Families of Two Vietnam War Marine Pilots Bury Remains
By Rudi Williams
American Forces Press Service
WASHINGTON, July 27, 1999 Before he left for Vietnam in 1968, Marine Corps F-4B Phantom fighter-bomber pilot Capt. John A. Lavoo told his mother, "If I don't come back, you'll know where I am."
He didn't come back. And it took more than 31 years locate, repatriate, identify and return his remains and those of his friend and navigator-bombardier, Marine Capt. Robert A. Holt, to their families for burial.
"I feel so relieved to know that he definitely has been found," Konstance Lavoo said after the July 19 military memorial ceremony at Arlington (Va.) National Cemetery. "I'm grateful. I felt in my heart that he was safe with God. I didn't feel he was in any pain or agony. And I always felt like I knew where he was."
POW/Missing Personnel Office spokesman Larry Greer said Lavoo and Holt crashed on Sept. 19, 1968, after launching rockets against a target in Quang Binh, North Vietnam. A large explosion reportedly erupted when the jet crashed. According to incident reports, the wingman saw no parachutes, heard no beepers and, along with a tactical control aircraft, made low passes over the wreckage and saw no sign of survivors. An electronic sensor search was fruitless; the enemy presence prevented ground search and rescue efforts.
Human remains and crew-related artifacts were uncovered at the suspected crash area after two years of research and nine months of excavation by U.S. and Vietnamese investigators. They were repatriated in September 1994.
The Army Central Identification Laboratory in Honolulu in April positively identified some remains as Holt's and others as Lavoo's and returned them to the families for burial. There were remains so badly damaged, however, that lab scientists couldn't assign them to either man.
In an unusual twist, the remains of each men were buried in two places. Lavoo's identifiable remains were buried in one Arlington grave. To his side in another grave, the unidentifiable remains from the crash site were buried under a marker with both men's names.

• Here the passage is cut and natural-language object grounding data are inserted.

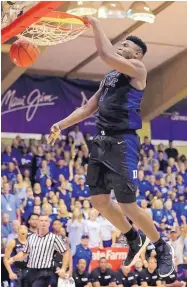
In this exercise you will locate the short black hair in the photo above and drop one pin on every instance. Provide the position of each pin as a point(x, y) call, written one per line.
point(102, 258)
point(57, 220)
point(33, 214)
point(136, 40)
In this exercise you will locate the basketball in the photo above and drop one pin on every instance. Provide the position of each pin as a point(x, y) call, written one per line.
point(23, 53)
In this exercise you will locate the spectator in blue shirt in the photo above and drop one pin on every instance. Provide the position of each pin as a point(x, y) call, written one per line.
point(47, 187)
point(143, 184)
point(163, 188)
point(26, 160)
point(173, 164)
point(83, 252)
point(61, 168)
point(65, 195)
point(157, 209)
point(11, 172)
point(180, 185)
point(10, 204)
point(183, 172)
point(147, 145)
point(50, 163)
point(169, 214)
point(43, 173)
point(7, 156)
point(84, 190)
point(6, 226)
point(162, 162)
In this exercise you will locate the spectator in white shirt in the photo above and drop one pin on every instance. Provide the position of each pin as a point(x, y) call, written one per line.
point(77, 136)
point(177, 242)
point(107, 232)
point(94, 231)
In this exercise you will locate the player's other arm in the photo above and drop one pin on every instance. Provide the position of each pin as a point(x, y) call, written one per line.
point(77, 116)
point(131, 67)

One of Lavoo's 1962 Naval Academy classmates, Rev. William M. Krulak of St. David's Episcopal Church in Baltimore, delivered the eulogy at the Arlington memorial service. A retired Marine Corps Reserve colonel, the minister is the older brother of former Marine Corps commandant Gen. Charles C. Krulak.

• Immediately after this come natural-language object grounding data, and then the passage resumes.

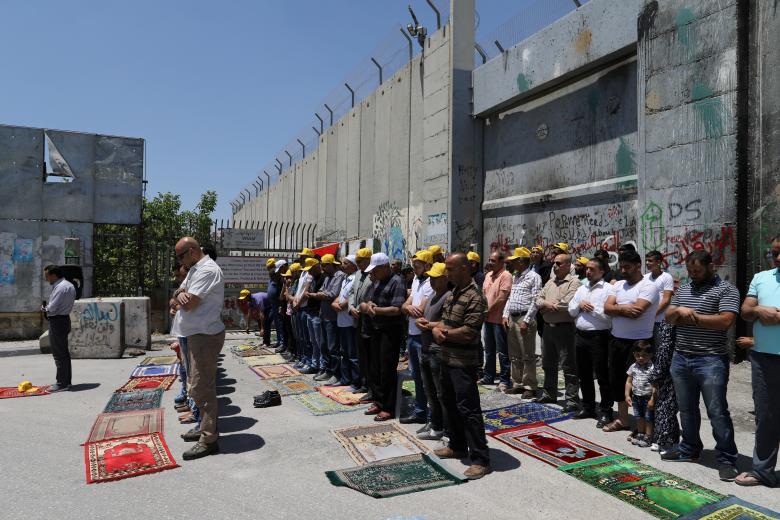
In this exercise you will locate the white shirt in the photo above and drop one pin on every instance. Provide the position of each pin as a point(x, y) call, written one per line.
point(344, 319)
point(420, 291)
point(642, 327)
point(203, 280)
point(597, 295)
point(665, 282)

"This was a very bittersweet day," Krulak said after the ceremony. "The families have gone on with their lives. They had already said their goodbyes, and yet here's a chance to bring John Lavoo and Bob Holt back to their home and the country they fought and died for, and put them to rest here in this very sacred place."
Clifford Holt, 83, buried his son's identifiable remains in Reading, Mass., about 15 miles north of Boston. "I felt [they] belonged with his mother, who passed away more than 20 years ago," he said.
The elder Holt, of North Port, Fla., attended the Arlington ceremony. He said he was shocked when he received news that his son's remains had been identified. "It brought a partial closure," he said, noting that, from the crash reports, he knew his son hadn't survived. "We didn't think it was practical that he survived, so we had to face reality and live with that."
Lavoo's daughter, Karna, was 2 when he died. She said she was going into labor earlier this year when told her father's remains had been identified.
"It was kind of a shock because analysis of the remains had been going on a few years," the Marshfield, Wis., resident said. "I felt more sadness, because even though I don't know him, I'd always heard about him being a great man. It's hard to think about the potential he never had a chance to pursue."